Genotyping of stathmin and its association with clinical factors and survival in patients with ovarian cancer.

Stathmin is closely correlated with the progression and prognosis of a number of types of human cancer. The present study analyzed the associations between genetic variations in the stathmin gene and clinical outcomes of ovarian cancer. A total of 178 patients with epithelial ovarian cancer were treated with cytoreductive surgery followed by platinum-based chemotherapy. DNA was extracted from fresh tumor samples obtained during surgery. A total of 32 DNA samples were selected randomly for resequencing of the stathmin gene. Tag single nucleotide polymorphisms (SNPs) were identified based on the haplotype model as analyzed by PolyPhred software. Direct sequencing was employed in the genotyping of stathmin in 178 cases. A total of 10 nucleotide variations in stathmin were identified, of which 3 high-frequency variations were known SNPs from databases and 7 were new variations with low frequencies. The tag SNPs rs159531 and rs11376635 were selected from the linkage disequilibrium block of the gene to genotype stathmin in 178 cases. The distribution of the rs159531 genotype in ovarian cancer was 52.8% C/C, 35.4% C/T and 11.2% T/T. The distribution of the rs11376635 genotype in ovarian cancer was 32.0% G/G, 48.3% G/-, 18.5% -/-. The main haplotypes calculated by phase2.0 software were 55.6% CG, 27.8% T-, 15.4% C- and 1.2% TG. However, no associations between the stathmin genotype or haplotype and the outcomes in patients with ovarian cancer were observed. The stathmin genotype and haplotype were not associated with the phenotype of patients with ovarian cancer.

Introduction

Epithelial ovarian cancer is the leading cause of mortality from gynecological cancer worldwide and the 5-year survival rate remains <40% despite good initial responses to standard post-operative adjuvant chemotherapy with combined paclitaxel and cisplatin (1–3). The majority of patients succumb to tumor recurrence or metastasis due to intrinsic or acquired drug resistance (4). A number of studies have demonstrated that variations in the genes for DNA repair, multi-drug resistance and drug-metabolizing enzymes were associated with the treatment response or prognosis of ovarian cancer (5–7).
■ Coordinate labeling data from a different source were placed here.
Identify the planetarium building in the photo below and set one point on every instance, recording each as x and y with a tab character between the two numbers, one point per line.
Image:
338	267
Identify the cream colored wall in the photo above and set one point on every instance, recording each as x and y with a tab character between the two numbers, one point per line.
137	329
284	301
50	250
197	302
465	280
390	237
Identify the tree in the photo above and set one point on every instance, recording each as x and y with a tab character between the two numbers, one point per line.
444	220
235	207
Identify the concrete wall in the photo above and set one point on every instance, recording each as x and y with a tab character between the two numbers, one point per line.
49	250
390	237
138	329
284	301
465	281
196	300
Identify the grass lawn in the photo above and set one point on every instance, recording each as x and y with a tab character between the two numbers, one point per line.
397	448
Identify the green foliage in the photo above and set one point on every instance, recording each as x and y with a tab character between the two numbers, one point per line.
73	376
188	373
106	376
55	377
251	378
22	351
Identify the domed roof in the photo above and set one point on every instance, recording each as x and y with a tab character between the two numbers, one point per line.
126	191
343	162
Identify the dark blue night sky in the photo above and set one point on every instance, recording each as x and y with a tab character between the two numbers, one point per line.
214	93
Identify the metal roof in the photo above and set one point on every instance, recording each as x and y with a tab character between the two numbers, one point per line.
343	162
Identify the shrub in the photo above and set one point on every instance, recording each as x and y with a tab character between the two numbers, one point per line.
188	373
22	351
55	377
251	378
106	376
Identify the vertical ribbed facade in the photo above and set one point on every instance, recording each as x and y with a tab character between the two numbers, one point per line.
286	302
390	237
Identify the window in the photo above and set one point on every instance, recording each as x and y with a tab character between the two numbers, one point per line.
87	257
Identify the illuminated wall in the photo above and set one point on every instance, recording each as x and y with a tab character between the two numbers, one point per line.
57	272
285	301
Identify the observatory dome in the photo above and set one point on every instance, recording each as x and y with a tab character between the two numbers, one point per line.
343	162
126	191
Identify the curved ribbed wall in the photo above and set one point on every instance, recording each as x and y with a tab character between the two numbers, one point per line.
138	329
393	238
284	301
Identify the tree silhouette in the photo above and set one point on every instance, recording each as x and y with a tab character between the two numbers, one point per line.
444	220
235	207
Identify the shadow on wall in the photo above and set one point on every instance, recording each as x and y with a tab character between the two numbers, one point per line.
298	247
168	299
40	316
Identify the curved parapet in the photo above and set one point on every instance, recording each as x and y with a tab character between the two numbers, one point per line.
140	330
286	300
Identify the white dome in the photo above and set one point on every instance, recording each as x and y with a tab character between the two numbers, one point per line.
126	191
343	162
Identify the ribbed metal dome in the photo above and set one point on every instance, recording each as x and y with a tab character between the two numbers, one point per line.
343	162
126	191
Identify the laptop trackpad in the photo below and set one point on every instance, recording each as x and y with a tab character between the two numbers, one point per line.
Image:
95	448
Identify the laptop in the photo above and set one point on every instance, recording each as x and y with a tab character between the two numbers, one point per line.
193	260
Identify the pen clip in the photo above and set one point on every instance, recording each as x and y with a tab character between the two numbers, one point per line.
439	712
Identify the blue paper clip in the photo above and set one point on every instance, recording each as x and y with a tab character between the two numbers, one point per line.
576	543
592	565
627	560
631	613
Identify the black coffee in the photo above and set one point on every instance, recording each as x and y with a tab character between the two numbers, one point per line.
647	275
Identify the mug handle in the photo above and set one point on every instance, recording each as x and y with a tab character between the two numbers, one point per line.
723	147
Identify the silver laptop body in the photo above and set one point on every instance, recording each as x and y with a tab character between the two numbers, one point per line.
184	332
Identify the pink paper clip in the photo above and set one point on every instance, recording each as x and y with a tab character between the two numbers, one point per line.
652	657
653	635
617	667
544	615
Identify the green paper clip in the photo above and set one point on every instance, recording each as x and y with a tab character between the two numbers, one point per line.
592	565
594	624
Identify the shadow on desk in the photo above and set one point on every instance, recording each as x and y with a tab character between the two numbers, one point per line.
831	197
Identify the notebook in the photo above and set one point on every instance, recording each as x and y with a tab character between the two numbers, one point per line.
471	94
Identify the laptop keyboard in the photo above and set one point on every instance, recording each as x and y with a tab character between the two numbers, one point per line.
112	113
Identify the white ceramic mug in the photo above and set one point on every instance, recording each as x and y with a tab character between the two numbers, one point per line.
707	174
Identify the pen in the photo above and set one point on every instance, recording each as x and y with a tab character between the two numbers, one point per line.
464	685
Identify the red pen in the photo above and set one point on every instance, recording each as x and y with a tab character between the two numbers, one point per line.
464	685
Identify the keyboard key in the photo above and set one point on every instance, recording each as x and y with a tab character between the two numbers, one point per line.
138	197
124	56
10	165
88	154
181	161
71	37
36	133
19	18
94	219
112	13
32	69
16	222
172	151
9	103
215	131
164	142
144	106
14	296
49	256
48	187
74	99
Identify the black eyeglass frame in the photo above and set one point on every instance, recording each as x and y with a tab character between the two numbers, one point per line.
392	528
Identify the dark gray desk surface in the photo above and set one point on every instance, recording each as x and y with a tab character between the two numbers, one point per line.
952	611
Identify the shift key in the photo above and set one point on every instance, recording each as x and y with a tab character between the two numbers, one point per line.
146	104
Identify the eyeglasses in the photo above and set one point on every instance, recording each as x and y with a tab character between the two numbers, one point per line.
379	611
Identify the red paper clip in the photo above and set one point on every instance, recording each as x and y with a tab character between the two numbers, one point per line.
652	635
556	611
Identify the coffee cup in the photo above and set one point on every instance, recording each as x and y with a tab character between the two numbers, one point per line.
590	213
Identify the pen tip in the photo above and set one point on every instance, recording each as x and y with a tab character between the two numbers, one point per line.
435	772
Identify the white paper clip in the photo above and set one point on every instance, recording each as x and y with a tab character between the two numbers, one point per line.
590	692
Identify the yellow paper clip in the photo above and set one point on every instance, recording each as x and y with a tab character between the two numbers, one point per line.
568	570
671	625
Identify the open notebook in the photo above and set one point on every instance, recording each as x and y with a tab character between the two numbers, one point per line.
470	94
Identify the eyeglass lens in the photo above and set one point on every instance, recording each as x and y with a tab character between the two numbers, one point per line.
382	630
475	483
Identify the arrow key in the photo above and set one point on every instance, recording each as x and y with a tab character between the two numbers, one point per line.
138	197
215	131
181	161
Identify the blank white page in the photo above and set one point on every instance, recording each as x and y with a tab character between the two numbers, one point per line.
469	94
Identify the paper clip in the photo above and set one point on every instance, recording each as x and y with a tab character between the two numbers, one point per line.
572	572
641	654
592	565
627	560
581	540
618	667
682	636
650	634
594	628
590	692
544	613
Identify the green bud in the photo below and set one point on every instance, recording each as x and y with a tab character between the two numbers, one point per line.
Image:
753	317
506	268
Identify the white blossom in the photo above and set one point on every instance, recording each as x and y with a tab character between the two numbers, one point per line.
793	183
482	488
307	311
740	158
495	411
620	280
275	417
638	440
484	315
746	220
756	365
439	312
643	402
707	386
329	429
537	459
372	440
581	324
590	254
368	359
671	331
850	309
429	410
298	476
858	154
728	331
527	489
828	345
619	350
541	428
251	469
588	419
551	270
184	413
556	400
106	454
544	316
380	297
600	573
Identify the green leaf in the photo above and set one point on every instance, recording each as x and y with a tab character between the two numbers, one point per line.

Stathmin is encoded by the human STMN1 gene located at chromosome 1p36.1. The encoded protein prevents the assembly and promotes the disassembly of microtubules and is involved in the regulation of the microtubule filament system by destabilizing microtubules (8). Numerous studies have noted that upregulated expression of stathmin in several types of cancer, including breast (9), colorectal (10), endome-trial (11), head and neck (12), hepatocarcinoma (13), lung (14), ovarian (15) and prostate cancer (16), was correlated with the malignant biological behavior of cancer cells, as well as poor treatment responses to microtubule-targeting drugs (13,17,18). Our previous study also showed that high stathmin expression predicted an unfavorable prognosis in patients with ovarian cancer who received paclitaxel and platinum chemotherapy, supporting the possibility that stathmin may interfere with paclitaxel treatment, leading to a poor prognosis (19). However, few studies have reported the association between the stathmin genotype and treatment response or outcomes in patients with ovarian cancer. Moreover, the distribution, frequency and function of the variations of stathmin are not clear.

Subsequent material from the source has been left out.